The renewed effort to fire the biologist for reporting violations of law and improprieties sets up a new test for federal whistleblower laws. Pending a final agency decision, Charles (Rex) Wahl, a GS-12 Environmental Specialist, remains on paid administrative leave, as he has been since mid-September. In October, Reclamation also dismissed Wahl’s wife Cherie from a temporary clerk-typist position.
“The Bureau of Reclamation knows it wants to fire Rex Wahl but apparently cannot make up its mind as to why,” stated PEER Senior Counsel Paula Dinerstein, who is defending Wahl against the charges. “The last time I looked, embarrassment did not constitute a legal justification for firing a civil servant.”
The agency action concerns seven e-mails Wahl sent to the U.S. Fish & Wildlife Service (FWS), Army Corps and an environmental group between February and May 2006. In each message, Wahl alerted the recipients as to potential problems in filings made and reports compiled by Reclamation. Originally, the agency had cited 11 e-mails from Wahl, including one to his ex-wife who now works at FWS, discussing a video of wetlands in the Colorado River region.
Despite narrowing the original charges, the agency claims removal is the appropriate punishment because, among other reasons, “failure to take action would negatively impact other employees’ confidence in management’s willingness to take disciplinary action.”
Wahl has worked at Reclamation for the past 2 ½ years and earned excellent performance evaluations. His background includes a stint as the head of an environmental organization, Forest Guardians. With this background, reclamation hired Wahl to keep stakeholders, including environmentalists, abreast of agency “actions and initiatives” as required under the National Environmental Policy Act (NEPA).
“Reclamation is embarrassed because its attempts to falsify Colorado River project filings were exposed,” Dinerstein added. “The agency managers who were responsible for these misdeeds, not Rex Wahl, should be the ones facing discipline.”

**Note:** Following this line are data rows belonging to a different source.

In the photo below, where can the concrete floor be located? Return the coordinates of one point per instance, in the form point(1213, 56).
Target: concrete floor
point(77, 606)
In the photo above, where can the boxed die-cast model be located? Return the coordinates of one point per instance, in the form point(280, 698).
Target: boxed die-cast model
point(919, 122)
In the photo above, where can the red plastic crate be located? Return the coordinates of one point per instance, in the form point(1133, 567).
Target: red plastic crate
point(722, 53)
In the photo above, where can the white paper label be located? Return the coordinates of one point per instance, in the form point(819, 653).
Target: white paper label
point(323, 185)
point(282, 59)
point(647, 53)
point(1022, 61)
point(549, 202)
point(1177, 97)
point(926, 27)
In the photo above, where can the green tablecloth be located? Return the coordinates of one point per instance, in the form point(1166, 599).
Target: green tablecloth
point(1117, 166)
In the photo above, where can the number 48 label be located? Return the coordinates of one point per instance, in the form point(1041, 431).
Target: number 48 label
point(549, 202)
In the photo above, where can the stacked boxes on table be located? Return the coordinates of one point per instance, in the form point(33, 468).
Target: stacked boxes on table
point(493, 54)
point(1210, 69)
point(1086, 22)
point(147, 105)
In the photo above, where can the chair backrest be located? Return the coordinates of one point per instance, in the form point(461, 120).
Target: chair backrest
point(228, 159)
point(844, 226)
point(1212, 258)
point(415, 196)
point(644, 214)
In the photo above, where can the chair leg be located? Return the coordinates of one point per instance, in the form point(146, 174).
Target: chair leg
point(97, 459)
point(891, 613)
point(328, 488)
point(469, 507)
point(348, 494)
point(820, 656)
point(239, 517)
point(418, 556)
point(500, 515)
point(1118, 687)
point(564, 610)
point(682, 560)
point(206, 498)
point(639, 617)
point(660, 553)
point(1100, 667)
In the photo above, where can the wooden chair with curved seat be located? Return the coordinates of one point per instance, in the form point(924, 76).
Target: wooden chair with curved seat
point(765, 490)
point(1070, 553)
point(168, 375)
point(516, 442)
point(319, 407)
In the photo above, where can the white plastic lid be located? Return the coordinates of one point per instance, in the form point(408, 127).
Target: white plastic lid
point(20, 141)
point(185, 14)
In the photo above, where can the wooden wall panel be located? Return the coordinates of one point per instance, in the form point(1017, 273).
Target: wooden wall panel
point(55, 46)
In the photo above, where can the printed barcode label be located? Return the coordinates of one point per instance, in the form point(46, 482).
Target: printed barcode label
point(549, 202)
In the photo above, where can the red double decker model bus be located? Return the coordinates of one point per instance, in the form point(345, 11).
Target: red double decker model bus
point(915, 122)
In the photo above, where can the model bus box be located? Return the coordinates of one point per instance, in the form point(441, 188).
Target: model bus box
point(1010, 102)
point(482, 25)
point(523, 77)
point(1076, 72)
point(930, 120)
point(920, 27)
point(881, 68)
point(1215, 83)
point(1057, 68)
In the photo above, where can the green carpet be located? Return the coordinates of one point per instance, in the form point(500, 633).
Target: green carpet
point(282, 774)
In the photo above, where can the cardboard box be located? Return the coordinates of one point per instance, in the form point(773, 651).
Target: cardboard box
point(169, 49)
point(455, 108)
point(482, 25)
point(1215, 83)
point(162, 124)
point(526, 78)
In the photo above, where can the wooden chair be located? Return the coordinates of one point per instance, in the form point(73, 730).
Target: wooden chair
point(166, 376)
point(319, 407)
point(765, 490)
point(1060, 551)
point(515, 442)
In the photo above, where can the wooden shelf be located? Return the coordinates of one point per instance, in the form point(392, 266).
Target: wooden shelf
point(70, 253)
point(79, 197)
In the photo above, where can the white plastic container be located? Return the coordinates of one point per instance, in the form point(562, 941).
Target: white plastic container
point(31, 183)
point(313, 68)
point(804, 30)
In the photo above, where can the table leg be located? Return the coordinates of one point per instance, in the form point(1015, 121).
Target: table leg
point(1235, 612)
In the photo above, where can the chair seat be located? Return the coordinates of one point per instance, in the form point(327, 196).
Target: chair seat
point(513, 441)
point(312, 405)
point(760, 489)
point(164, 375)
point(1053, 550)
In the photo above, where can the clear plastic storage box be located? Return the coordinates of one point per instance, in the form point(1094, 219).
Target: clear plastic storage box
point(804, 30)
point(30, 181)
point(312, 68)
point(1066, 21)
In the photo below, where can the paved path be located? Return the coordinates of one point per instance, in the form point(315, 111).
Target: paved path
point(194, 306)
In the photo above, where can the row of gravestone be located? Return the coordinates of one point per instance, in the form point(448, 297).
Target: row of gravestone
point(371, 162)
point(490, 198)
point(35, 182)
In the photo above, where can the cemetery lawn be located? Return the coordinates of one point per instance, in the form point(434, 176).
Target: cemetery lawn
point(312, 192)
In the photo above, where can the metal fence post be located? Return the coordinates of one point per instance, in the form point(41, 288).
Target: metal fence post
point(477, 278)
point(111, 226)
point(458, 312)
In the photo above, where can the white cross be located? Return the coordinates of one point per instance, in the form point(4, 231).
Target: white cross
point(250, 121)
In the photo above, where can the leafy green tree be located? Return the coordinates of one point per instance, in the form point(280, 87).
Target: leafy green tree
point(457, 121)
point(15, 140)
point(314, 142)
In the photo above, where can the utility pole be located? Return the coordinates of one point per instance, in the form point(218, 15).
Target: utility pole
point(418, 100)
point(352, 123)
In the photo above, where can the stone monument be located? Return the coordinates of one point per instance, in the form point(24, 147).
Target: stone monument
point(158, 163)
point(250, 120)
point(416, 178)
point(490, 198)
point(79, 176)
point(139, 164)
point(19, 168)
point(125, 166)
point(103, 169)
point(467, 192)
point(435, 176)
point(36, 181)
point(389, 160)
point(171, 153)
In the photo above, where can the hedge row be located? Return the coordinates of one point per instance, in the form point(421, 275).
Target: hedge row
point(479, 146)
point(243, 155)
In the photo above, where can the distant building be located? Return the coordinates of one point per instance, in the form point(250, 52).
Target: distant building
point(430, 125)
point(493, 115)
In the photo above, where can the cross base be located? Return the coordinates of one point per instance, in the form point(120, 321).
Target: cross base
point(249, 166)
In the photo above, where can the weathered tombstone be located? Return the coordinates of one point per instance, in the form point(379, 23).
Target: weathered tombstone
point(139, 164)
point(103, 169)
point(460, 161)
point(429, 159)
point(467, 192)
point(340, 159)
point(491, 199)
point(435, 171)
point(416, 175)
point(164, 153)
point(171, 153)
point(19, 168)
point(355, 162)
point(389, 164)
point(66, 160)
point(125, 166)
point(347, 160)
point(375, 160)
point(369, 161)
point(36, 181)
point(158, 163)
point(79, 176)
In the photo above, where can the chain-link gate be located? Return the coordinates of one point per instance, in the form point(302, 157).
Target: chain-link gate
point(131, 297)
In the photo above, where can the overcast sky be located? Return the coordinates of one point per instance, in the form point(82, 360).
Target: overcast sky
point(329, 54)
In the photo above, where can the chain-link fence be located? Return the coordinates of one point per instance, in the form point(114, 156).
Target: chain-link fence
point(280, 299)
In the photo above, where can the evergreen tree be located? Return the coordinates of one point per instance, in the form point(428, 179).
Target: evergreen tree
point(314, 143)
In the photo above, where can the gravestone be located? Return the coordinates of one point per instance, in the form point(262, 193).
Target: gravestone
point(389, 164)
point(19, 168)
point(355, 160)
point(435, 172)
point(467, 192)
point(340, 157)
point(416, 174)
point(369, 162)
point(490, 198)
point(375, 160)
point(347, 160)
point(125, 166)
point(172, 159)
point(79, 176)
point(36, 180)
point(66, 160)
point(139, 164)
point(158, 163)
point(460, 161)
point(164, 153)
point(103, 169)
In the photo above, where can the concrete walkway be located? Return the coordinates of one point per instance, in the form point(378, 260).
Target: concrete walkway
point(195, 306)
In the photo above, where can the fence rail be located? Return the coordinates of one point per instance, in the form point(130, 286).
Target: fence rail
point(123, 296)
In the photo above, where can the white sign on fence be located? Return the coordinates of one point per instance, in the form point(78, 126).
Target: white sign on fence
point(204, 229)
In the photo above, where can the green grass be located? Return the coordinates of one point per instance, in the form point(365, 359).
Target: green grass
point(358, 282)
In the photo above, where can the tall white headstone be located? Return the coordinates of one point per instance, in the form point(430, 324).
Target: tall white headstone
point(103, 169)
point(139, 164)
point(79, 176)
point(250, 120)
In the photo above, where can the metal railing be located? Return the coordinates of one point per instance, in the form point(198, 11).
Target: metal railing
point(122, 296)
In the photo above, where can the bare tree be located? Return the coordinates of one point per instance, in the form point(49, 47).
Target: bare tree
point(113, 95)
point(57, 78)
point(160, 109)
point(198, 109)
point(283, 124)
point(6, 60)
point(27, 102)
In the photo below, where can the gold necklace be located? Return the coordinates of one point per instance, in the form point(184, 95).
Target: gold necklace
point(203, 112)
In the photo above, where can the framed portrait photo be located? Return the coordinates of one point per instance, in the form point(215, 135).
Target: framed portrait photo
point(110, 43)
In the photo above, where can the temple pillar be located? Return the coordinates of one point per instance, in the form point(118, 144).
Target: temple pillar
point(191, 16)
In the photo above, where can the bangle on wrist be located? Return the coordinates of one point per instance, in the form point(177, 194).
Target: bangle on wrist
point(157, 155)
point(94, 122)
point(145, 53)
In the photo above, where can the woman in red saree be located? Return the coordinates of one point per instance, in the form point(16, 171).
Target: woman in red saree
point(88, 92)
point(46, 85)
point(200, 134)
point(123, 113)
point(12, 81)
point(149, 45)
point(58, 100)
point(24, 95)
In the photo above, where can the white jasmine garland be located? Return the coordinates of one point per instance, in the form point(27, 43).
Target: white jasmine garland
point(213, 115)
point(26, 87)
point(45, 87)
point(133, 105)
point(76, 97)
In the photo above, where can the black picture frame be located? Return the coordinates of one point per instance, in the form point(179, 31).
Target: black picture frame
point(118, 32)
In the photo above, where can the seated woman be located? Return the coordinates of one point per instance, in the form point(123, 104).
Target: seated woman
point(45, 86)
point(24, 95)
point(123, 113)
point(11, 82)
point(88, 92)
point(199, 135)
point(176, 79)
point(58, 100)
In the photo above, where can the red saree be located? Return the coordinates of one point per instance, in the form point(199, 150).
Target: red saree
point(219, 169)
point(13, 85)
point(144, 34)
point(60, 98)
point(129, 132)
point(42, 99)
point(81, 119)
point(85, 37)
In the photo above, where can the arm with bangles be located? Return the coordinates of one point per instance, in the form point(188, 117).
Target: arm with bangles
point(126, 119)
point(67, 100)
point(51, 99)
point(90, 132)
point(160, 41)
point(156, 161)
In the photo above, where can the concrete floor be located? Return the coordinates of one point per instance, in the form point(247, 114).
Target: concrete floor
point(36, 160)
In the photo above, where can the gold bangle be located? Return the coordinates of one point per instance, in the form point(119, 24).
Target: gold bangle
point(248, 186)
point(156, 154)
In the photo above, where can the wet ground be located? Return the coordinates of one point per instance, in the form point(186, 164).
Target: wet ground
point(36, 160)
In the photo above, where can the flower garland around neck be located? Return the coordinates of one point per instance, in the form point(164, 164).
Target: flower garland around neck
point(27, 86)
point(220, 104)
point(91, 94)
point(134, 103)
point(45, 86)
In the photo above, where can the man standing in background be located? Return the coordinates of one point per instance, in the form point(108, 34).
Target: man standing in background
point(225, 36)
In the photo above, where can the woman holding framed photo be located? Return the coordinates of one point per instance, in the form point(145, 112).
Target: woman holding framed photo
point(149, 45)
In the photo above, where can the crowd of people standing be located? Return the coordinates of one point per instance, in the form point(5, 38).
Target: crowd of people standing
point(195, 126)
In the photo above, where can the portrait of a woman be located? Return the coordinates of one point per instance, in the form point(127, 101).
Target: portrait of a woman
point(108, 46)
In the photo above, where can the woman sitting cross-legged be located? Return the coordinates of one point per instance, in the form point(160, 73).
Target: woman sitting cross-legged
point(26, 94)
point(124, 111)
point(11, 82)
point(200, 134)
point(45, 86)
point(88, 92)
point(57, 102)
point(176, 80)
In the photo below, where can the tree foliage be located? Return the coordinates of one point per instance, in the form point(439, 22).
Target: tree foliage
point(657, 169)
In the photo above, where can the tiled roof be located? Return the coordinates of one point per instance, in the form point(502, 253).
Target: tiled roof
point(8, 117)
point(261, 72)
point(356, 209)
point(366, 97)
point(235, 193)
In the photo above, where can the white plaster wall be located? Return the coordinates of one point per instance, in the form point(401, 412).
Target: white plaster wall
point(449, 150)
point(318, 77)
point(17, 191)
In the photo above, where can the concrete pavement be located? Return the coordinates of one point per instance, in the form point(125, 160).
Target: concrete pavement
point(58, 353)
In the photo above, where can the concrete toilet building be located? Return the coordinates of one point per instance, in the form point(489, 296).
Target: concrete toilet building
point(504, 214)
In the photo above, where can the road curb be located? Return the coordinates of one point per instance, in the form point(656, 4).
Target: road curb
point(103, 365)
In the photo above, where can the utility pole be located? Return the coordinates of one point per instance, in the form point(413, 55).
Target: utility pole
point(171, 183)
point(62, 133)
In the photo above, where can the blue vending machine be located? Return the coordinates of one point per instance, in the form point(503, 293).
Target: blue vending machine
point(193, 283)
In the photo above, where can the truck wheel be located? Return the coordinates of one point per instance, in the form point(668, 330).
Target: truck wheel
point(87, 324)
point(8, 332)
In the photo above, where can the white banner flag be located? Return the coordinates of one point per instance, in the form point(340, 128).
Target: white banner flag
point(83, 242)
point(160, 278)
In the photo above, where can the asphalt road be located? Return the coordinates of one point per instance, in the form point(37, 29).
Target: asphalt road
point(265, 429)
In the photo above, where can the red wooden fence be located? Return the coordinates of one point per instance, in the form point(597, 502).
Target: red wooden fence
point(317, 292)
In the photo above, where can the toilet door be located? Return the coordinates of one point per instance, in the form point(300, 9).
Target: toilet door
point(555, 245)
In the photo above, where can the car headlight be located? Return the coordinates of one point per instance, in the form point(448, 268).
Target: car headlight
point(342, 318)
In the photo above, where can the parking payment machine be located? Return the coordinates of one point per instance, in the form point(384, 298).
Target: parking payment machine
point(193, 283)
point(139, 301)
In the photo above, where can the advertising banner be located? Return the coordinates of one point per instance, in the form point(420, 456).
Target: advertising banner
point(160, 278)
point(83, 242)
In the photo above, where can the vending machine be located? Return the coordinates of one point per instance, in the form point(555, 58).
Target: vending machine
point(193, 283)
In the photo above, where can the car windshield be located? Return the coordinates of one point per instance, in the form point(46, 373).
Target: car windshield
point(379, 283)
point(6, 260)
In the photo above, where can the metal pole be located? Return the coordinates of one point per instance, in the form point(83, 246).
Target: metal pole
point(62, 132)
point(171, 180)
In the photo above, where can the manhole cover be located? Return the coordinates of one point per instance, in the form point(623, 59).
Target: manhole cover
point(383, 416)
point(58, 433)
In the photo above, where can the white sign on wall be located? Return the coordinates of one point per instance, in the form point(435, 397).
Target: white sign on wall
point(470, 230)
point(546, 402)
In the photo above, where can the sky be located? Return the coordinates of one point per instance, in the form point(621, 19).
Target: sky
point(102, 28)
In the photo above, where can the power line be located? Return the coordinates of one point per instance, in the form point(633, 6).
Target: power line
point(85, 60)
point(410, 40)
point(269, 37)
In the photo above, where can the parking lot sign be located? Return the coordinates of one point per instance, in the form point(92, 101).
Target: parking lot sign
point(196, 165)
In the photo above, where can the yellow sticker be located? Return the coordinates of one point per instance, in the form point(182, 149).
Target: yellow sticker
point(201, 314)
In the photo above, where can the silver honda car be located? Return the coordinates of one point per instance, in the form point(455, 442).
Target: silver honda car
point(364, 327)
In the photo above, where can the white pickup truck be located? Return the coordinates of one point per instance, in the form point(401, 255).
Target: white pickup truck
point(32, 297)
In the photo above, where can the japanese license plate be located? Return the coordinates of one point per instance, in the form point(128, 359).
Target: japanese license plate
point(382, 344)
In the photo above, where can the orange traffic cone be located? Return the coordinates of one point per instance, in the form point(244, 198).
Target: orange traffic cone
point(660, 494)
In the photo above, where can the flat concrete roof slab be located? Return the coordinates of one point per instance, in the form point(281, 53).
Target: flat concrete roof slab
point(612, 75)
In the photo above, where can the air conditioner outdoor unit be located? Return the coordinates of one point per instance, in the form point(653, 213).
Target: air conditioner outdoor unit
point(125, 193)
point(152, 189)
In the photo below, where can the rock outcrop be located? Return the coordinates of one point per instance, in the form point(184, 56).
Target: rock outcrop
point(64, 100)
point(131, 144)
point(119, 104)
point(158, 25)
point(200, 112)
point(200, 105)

The new proposal to terminate was dated December 21st and Wahl was directed to respond within 14 days of his receipt of the notice. The decision-maker for the agency has been elevated from the Area Manager to Rick Gold, the Upper Colorado Regional Director. Once it receives Wahl’s reply, the agency is under no deadlines to act but, given the delays, a decision is expected soon thereafter.
If dismissed, Wahl may seek an immediate hearing before the federal civil service review agency, called the Merit Systems Protection Board. In addition, PEER has already filed complaints with the U.S. Department of Labor claiming that Reclamation’s actions violate the whistleblower provisions of the Clean Water Act, Clean Air Act and Solid Waste Disposal Act.